Cai Neve - Amarante
Fotografia de Anabela Matias de Magalhães
O texto que hoje transcrevo retrata uma vida amarantina que já não existe e foi escrito pelo jornalista Costa Carvalho, amarantino dos sete costados que, apesar de calcorrear quotidianamente as ruas do Porto... mantém sempre este velho burgo -que é dele - no coração.
Muito obrigada, Costa Carvalho! Sei que o meu pai vai delirar ler este belíssimo texto/testemunho de uma Amarante que ficou retida para sempre na vossa memória.

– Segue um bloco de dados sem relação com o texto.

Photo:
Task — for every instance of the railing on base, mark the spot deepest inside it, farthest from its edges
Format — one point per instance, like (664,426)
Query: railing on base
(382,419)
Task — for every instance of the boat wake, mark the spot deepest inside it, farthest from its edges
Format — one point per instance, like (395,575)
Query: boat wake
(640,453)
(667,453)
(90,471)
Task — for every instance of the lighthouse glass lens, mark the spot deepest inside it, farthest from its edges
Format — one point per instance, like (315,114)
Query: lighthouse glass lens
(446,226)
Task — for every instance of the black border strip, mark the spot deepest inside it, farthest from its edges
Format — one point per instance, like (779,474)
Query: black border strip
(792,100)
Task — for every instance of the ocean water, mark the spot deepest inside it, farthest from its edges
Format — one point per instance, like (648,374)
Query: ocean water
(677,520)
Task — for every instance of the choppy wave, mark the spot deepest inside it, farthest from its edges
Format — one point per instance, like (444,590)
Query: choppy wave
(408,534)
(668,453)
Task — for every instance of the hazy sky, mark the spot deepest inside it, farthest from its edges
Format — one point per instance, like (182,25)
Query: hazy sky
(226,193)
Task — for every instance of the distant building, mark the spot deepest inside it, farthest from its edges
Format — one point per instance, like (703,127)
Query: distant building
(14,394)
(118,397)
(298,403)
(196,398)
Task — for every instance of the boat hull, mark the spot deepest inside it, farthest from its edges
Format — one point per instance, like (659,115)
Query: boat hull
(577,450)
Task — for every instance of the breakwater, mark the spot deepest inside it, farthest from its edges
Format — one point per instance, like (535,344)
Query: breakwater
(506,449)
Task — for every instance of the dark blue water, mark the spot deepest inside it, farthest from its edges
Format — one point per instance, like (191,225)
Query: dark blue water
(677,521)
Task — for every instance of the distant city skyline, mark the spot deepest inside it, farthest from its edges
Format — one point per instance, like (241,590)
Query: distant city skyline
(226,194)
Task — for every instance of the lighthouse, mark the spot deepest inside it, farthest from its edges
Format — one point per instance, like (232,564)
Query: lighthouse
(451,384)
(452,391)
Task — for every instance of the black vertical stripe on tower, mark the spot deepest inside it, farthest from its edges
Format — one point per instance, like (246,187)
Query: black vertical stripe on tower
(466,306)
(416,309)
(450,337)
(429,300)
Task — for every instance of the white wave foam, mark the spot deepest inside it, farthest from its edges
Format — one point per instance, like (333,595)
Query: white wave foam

in memoriam EDUARDO TEIXEIRA PINTO, companheiro de escola e da vida
A JURA QUEBRADA
Só tu, porém, o saberás,
Até que a morte
Ao apagar-te a conta de teus anos,
Deixe imortal esse menino que
Jogou e ganhou aos dados
Da vida que perdeu.
JORGE DE SENA
Até que a morte
Ao apagar-te a conta de teus anos,
Deixe imortal esse menino que
Jogou e ganhou aos dados
Da vida que perdeu.
JORGE DE SENA
O vento andava muito lá por cima e as nuvens, para se aquecerem, encostavam-se umas às outras. O céu ficava, assim, da cor de pasta de alfaiate, mas não havia meio de chover. Só frio, muito frio, estalando seco nas carnes como chicote, ao escorrer de todos os montes com o pêlo eriçado que nem gato selvagem. O rexio era o pior de suportar. E até o Marão, besta rochosa desvirilizada pelo fogo que, ciclicamente, lhe rabiava pelo cerno , até o Marão, incapaz de se dar com o griso, botava nos ombros uma estola de arminho; o mesmíssimo arminho que ainda dava e sobrava para um regalo.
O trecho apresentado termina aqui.